Adakah pelajaran yang bisa kita
petik dari negara-negara yang mencapai kemajuan melalui pertumbuhan ekonomi,
sebagaimana tergambar dalam pendapatan per kapitanya yang makin tinggi dan
sekaligus pula tinggi badannya meningkat?
Hasil riset Drukker dan Tassenaar
menunjukkan bahwa bangsa Belanda pernah mengalami pemendekan tinggi badannya
bersamaan dengan terjadinya pertumbuhan ekonomi yang tinggi di negara ini.

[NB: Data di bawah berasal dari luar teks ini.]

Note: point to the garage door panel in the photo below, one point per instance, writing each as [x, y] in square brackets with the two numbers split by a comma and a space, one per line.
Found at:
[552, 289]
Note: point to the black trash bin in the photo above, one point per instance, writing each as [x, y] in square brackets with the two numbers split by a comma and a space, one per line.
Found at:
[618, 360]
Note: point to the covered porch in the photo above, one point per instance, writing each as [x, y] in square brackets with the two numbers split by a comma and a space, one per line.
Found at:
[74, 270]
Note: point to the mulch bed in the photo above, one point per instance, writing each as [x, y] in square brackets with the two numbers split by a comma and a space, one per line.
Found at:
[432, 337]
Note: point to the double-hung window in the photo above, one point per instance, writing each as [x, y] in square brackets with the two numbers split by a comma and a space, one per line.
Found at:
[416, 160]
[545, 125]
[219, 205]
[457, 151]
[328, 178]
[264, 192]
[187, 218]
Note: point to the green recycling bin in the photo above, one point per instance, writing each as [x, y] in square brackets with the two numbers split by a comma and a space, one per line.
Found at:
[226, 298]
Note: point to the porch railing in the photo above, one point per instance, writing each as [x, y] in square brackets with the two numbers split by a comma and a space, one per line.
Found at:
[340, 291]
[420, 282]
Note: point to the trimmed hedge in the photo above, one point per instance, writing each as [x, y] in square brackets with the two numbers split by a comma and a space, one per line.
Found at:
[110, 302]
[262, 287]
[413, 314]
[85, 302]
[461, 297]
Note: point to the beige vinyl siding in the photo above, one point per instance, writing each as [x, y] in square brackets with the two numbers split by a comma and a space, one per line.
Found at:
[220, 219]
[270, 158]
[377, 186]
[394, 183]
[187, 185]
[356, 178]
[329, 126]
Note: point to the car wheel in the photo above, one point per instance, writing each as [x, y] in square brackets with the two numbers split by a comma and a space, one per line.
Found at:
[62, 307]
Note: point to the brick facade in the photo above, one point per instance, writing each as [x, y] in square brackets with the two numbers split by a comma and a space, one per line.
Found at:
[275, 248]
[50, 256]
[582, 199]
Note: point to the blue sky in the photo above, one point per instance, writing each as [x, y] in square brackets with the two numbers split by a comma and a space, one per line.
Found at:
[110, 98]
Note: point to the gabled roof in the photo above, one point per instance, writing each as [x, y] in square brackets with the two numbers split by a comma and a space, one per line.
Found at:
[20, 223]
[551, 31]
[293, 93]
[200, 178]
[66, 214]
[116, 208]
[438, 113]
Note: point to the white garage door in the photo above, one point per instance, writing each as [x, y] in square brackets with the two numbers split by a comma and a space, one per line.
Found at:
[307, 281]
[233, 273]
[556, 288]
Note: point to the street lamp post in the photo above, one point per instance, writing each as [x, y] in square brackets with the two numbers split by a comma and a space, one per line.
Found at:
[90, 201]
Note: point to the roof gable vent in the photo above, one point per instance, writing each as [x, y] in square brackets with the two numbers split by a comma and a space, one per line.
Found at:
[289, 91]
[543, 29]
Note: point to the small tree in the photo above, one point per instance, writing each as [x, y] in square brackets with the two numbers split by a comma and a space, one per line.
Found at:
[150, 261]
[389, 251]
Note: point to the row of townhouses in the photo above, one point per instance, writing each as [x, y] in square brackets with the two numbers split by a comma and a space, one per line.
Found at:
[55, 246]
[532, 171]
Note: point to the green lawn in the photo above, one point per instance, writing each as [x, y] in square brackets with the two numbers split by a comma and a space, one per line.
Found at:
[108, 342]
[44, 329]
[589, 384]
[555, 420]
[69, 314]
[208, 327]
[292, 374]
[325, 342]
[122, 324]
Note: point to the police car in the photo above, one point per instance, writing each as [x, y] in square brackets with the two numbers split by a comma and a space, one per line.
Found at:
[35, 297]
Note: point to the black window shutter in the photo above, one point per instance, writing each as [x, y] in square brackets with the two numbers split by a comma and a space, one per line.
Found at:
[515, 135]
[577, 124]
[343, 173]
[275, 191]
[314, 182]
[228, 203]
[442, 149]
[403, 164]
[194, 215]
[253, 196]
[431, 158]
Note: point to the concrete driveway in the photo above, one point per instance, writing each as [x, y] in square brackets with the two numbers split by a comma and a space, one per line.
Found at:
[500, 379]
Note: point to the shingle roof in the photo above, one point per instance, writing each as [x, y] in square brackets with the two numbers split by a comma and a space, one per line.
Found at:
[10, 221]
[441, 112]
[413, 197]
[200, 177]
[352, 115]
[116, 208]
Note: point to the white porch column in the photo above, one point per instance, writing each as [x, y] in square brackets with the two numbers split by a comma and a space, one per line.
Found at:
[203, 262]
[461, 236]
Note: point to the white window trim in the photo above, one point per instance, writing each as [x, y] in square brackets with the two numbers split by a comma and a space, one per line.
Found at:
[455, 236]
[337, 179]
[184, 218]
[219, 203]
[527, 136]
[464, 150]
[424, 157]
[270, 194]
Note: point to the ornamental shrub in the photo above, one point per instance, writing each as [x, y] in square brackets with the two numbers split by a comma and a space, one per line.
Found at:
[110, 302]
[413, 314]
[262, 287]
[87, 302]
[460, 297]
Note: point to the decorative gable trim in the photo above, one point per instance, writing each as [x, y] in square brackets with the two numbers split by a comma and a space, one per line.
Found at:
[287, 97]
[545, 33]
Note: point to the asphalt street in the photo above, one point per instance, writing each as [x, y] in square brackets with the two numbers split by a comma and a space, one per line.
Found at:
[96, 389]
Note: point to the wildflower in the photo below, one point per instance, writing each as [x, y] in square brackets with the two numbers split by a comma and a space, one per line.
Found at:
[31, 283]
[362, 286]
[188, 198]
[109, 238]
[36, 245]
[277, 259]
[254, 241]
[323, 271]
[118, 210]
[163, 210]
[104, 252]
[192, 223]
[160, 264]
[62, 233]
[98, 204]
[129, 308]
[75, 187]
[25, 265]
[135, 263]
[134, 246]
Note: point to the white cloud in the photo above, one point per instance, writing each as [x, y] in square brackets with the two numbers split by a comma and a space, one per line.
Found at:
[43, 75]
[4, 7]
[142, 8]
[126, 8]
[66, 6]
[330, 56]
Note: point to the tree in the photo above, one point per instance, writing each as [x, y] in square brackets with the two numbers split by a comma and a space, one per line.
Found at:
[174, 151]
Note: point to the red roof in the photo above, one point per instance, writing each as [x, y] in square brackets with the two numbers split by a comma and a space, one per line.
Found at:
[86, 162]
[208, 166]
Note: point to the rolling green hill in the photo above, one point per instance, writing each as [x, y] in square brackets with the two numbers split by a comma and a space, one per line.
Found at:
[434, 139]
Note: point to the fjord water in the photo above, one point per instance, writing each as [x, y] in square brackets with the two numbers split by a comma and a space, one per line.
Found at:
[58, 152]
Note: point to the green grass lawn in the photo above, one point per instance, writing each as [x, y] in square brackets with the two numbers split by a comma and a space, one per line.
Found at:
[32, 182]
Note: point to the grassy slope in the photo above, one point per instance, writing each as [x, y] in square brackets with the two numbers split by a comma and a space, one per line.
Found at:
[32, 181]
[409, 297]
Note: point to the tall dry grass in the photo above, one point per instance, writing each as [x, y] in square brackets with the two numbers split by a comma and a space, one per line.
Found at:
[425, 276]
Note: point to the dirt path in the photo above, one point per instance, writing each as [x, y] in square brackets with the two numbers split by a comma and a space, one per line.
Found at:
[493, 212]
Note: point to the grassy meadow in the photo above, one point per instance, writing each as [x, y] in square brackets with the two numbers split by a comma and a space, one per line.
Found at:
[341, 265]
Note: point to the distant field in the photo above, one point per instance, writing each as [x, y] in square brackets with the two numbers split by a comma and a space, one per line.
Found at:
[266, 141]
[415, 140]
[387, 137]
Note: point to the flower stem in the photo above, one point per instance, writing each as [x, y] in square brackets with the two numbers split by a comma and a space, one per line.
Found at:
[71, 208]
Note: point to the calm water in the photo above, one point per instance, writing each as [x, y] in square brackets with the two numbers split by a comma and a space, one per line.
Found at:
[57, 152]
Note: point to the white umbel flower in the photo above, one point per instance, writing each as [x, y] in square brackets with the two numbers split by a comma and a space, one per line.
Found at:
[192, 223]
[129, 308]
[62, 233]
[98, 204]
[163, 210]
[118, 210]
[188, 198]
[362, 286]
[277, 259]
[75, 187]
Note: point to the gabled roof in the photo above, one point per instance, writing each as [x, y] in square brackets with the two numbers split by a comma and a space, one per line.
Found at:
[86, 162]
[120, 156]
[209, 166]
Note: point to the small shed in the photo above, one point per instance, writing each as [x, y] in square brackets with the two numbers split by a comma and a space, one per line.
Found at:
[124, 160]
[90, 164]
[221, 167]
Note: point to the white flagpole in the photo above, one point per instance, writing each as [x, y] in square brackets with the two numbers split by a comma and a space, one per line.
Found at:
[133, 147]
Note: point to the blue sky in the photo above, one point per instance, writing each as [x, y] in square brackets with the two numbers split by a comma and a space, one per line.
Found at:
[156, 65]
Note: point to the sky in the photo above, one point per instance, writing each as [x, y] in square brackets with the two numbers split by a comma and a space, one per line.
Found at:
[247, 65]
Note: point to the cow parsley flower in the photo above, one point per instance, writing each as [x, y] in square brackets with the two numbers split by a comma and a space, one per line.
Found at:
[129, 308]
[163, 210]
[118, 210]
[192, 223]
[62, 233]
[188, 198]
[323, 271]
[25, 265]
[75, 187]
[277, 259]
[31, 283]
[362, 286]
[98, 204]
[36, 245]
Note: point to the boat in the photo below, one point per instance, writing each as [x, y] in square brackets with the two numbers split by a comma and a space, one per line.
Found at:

Proses pemendekan tinggi badan bangsa Belanda terjadi pada paruh pertama abad
ke-19.
Belanda dijadikan kasus studi
sangat menarik, mengingat dewasa ini penduduknya secara rata-rata memiliki
tinggi badan tertinggi di dunia. Dalam studinya, Drukker dan Tassenaar
mencoba melihat kembali hasil studi Komlos yang menyatakan bahwa proses
pemendekan tinggi badan penduduk ini disebabkan oleh bekerjanya sembilan
faktor: ketimpangan pendapatan, peningkatan harga pangan secara relatif
terhadap harga barang industri, meningkatnya variasi fluktuasi pendapatan
masyarakat pada umumnya dari tahun ke tahun, semakin banyak penduduk yang
tergantung pada ekonomi pasar yang tidak stabil, sehingga semakin rentan
terhadap peningkatan harga pangan, peningkatan populasi bersamaan dengan
menurunnya keekonomian tenaga kerja pertanian, meningkatnya urbanisasi, dan
industrialisasi yang menyebabkan penurunan produksi pangan, penyerapan tenaga
kerja kanak-kanak, peningkatan kepadatan penduduk, serta urbanisasi dan
perdagangan yang menciptakan lingkungan yang subur untuk penyebaran
penyakit. Hasil riset Joerg Baten
dalam "Global Height Trends in
Industrial and Developing Countries, 1810-1984: An Overview"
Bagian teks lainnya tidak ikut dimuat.